España dispuso de un I Plan Nacional de Derechos Humanos en la segunda legislatura del Gobierno de Zapatero (2008-2012), que apenas tuvo repercusión pública y fue más un programa de Gobierno que un plan, pero que apuntaba en la buena dirección. Estoy entre los que creen que habría que elaborar un II Plan Nacional, pero esta vez de acuerdo con el manual de Naciones Unidas. Entre otras razones porque, como saben todos los expertos en esta materia, España no está del todo al corriente en el cumplimiento de sus deberes respecto del estándar internacional de protección de los derechos humanos. También en este campo, y no sólo en el económico, tenemos una deuda que debemos honrar como corresponde. También esto debería formar parte de la “marca España” y no sólo la defensa de los intereses empresariales.

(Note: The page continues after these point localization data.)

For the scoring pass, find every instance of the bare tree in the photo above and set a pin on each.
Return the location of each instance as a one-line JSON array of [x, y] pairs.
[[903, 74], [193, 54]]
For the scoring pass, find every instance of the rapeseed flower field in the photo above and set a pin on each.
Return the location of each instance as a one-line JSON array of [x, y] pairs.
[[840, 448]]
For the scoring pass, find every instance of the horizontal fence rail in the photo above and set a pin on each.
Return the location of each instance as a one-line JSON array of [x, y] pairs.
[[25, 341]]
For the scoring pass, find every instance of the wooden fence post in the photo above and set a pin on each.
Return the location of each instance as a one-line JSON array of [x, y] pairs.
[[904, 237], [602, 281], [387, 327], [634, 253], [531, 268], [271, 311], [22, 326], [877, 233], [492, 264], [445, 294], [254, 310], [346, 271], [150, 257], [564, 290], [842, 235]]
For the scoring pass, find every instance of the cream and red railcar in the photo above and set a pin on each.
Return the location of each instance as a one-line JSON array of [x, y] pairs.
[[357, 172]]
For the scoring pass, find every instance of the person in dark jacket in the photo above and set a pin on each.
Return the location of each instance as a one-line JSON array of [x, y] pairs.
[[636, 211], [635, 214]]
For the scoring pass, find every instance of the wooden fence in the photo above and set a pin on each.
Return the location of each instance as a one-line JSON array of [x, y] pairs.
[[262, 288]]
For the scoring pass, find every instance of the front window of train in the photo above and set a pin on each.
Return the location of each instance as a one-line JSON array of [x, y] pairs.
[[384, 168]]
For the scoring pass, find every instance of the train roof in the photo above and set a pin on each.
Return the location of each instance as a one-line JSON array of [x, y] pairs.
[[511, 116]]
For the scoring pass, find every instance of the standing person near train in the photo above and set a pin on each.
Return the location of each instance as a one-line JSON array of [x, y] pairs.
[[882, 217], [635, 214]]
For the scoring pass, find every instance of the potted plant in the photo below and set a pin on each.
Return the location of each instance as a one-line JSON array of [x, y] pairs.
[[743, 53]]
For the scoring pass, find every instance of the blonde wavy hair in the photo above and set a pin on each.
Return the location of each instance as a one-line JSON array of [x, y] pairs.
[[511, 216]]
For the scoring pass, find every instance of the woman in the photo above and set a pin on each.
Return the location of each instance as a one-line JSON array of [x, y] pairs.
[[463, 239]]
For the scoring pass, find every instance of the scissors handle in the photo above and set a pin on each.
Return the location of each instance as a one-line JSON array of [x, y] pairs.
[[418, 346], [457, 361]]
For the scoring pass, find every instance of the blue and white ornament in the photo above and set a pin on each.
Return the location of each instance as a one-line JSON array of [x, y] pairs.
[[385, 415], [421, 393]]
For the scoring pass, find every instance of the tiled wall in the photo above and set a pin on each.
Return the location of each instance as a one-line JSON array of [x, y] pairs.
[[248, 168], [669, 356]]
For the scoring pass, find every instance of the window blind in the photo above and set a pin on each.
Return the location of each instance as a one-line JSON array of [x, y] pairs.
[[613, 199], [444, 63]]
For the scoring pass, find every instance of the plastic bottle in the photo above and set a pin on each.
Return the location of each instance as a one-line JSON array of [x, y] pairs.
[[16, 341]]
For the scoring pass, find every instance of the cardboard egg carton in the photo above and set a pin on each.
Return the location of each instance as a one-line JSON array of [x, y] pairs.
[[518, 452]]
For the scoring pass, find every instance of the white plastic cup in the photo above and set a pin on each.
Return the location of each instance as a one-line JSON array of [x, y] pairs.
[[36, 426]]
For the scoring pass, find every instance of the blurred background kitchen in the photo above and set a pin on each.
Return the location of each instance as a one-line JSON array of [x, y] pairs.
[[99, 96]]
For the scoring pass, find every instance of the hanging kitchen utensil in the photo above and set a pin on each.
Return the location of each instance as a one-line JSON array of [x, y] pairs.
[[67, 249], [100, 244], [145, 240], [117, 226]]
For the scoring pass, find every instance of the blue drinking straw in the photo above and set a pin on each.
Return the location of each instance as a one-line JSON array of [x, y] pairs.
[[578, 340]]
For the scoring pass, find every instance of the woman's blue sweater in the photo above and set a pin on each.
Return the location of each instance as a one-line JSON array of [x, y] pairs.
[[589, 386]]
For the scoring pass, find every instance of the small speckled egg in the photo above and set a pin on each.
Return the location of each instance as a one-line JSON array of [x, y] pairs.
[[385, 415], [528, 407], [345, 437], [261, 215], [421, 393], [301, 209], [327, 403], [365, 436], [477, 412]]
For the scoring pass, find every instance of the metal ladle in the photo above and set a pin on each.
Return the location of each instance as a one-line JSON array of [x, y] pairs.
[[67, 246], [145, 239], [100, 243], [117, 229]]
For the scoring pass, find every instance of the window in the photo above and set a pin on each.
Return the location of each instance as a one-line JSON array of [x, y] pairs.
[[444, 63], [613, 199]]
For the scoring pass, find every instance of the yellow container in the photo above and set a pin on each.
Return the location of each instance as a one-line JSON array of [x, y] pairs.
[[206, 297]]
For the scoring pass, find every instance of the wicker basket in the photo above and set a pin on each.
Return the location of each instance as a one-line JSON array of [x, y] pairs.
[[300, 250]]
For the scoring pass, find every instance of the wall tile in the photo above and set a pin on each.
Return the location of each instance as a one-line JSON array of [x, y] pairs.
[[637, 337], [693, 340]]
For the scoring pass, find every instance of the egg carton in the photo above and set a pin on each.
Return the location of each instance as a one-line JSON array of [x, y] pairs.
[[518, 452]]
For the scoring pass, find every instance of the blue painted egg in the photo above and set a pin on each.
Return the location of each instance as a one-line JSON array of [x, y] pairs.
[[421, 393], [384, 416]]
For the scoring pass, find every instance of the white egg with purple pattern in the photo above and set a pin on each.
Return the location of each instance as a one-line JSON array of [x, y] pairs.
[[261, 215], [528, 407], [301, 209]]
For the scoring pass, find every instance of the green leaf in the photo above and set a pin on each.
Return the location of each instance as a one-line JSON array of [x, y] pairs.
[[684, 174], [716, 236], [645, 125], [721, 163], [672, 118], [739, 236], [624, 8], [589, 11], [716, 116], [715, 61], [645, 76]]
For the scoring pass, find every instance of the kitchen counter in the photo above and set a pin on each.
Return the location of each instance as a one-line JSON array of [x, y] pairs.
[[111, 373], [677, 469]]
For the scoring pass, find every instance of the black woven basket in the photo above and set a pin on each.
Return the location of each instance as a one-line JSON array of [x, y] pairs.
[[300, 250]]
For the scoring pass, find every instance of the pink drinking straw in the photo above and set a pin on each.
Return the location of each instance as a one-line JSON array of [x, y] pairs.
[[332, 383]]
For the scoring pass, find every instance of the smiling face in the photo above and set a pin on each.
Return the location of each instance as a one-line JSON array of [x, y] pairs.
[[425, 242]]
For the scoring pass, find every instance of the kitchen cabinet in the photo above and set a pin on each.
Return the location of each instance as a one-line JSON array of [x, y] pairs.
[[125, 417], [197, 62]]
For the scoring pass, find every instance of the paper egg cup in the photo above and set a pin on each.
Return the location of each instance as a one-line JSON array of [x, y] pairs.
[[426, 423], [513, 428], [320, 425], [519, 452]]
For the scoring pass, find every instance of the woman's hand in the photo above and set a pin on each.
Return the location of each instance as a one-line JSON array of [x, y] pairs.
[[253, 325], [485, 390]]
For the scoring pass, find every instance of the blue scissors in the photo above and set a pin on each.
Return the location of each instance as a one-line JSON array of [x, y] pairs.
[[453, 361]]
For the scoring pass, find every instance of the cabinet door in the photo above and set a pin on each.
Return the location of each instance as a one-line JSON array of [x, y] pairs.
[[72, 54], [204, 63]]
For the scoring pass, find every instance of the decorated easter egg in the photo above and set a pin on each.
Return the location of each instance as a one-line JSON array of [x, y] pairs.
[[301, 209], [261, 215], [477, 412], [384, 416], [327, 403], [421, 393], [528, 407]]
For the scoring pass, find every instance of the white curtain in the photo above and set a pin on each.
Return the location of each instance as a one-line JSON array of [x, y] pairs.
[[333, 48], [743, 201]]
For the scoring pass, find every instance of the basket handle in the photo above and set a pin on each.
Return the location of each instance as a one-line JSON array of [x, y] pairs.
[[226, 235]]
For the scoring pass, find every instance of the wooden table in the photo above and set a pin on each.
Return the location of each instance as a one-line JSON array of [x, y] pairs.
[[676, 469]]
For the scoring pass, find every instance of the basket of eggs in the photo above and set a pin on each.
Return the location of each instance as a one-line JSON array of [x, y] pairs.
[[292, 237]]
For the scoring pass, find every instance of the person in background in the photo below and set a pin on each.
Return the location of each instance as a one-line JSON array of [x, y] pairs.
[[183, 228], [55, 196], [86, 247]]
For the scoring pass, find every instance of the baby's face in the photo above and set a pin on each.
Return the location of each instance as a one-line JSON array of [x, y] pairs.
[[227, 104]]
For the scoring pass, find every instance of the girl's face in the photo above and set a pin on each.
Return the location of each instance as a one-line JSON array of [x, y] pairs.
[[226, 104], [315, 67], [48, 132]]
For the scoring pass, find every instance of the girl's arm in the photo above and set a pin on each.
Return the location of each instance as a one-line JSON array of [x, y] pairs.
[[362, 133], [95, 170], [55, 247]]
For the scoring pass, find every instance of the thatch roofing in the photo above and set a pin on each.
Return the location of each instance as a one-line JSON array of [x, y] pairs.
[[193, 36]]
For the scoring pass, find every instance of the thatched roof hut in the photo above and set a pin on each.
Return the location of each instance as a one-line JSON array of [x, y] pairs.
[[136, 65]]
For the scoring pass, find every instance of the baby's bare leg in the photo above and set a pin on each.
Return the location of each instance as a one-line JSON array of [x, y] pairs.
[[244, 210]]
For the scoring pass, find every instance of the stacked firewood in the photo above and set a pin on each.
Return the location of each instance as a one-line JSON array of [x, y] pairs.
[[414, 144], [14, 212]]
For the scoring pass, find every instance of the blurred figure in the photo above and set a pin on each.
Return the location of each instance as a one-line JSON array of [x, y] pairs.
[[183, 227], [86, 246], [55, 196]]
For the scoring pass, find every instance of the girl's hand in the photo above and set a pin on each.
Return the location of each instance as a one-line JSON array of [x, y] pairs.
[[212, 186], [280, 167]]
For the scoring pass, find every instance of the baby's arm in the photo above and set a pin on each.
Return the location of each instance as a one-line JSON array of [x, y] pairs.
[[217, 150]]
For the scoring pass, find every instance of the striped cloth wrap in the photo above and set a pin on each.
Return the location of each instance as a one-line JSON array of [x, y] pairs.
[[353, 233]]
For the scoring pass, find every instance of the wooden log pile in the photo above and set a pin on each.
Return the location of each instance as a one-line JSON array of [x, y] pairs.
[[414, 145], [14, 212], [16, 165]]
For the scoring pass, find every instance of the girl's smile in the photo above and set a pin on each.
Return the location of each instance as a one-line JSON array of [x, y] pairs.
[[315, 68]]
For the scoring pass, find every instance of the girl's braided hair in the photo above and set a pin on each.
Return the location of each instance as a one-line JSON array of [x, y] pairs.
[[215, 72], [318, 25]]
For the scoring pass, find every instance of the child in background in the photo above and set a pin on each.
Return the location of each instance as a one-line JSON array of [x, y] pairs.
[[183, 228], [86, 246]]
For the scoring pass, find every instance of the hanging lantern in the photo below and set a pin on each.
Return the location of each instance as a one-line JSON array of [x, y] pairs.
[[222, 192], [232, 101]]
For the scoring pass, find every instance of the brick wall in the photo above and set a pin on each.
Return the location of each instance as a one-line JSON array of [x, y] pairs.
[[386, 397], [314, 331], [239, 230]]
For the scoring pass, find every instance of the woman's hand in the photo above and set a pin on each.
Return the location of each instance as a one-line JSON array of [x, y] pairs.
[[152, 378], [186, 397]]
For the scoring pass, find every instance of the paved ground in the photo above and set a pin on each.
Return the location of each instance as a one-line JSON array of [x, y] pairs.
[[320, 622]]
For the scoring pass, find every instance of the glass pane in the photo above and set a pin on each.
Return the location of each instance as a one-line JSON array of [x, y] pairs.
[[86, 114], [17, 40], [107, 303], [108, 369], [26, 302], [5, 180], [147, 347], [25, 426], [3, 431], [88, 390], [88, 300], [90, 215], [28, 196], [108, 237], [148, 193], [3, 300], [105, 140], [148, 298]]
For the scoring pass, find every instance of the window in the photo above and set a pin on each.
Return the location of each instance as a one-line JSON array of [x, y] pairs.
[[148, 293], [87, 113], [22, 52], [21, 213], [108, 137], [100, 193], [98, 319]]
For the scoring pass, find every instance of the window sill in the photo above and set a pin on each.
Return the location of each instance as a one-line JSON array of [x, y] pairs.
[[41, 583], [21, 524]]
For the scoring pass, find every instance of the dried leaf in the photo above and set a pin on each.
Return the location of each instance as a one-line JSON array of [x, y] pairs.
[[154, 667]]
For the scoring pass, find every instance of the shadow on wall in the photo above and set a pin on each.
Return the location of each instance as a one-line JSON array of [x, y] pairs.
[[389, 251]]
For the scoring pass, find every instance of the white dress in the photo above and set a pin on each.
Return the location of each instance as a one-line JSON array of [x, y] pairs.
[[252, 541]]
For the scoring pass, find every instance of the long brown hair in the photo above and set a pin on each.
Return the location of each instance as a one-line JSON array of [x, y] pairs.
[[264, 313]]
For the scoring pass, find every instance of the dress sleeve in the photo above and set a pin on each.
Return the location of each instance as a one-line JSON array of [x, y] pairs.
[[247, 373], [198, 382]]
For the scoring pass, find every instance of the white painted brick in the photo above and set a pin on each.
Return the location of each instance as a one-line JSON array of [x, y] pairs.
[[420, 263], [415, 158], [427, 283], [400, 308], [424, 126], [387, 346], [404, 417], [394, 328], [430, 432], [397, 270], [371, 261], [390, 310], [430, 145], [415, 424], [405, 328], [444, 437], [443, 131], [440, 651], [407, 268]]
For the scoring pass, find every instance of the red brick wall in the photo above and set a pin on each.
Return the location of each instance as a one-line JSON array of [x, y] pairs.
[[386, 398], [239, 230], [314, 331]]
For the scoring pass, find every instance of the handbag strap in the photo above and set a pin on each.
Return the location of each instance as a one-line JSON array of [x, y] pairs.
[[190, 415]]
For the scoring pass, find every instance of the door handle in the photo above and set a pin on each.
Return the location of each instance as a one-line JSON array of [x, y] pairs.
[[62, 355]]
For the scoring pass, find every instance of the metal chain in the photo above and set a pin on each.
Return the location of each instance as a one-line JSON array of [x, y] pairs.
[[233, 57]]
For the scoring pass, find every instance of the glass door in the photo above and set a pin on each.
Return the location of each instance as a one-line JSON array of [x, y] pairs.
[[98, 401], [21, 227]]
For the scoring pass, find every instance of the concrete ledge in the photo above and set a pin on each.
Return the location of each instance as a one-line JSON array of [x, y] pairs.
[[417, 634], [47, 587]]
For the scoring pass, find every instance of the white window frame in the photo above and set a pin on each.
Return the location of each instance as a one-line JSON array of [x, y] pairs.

Obviamente, la devastadora crisis económica ha percutido sobre los derechos humanos en nuestro país, sobre todo respecto de los derechos sociales. Pero no todo lo malo que ha sucedido en este campo puede atribuirse a la escasez de fondos. En ciertos aspectos, como por ejemplo respecto de los derechos civiles o de los escasos avances en materia de lucha contra las discriminaciones, hay, más bien, desinterés, falta de finura, cuando no, directamente, planteamientos ideológicos afines a visiones antiguas de orden público o de convivencia. En cualquier caso, escasamente simpáticos hacia los derechos y su, al menos teóricamente, posición preferente en el ordenamiento. En ciertas ocasiones, la crisis económica está sirviendo de excusa perfecta para dar cobertura a líneas ideológicas retrógradas en materia de derechos. La crisis les ha venido bien a algunos para hacer más caja y a otros para regresar a políticas autoritarias y clasistas.

El año 2015 es clave porque nuestro Estado se enfrenta a importantes exámenes de Naciones Unidas, sobre todo a dos, el cumplimiento del pacto sobre eliminación de todas las formas de discriminación contra las mujeres (en julio) y el del pacto de Derechos Civiles y Políticos, dentro del denominado examen periódico universal. Es probable que los organismos internacionales nos vuelvan a sacar los colores, desnudando aún más nuestra imagen internacional. La oposición política, los ciudadanos y los medios deberían estar muy atentos. Al Gobierno le resultará muy difícil explicar por qué no tenemos un II Plan Nacional de Derechos Humanos. El artículo de Dworkin se cerraba con una seria advertencia: si un Gobierno no se toma los derechos en serio, “descuida el único rasgo que distingue el derecho de la brutalidad organizada”. Y podemos hablar de brutalidad, añado yo, tanto por un uso desproporcionado de la fuerza pública como por falta de inteligencia política.

Fernando Rey es catedrático de Derecho Constitucional de la Universidad de Valladolid.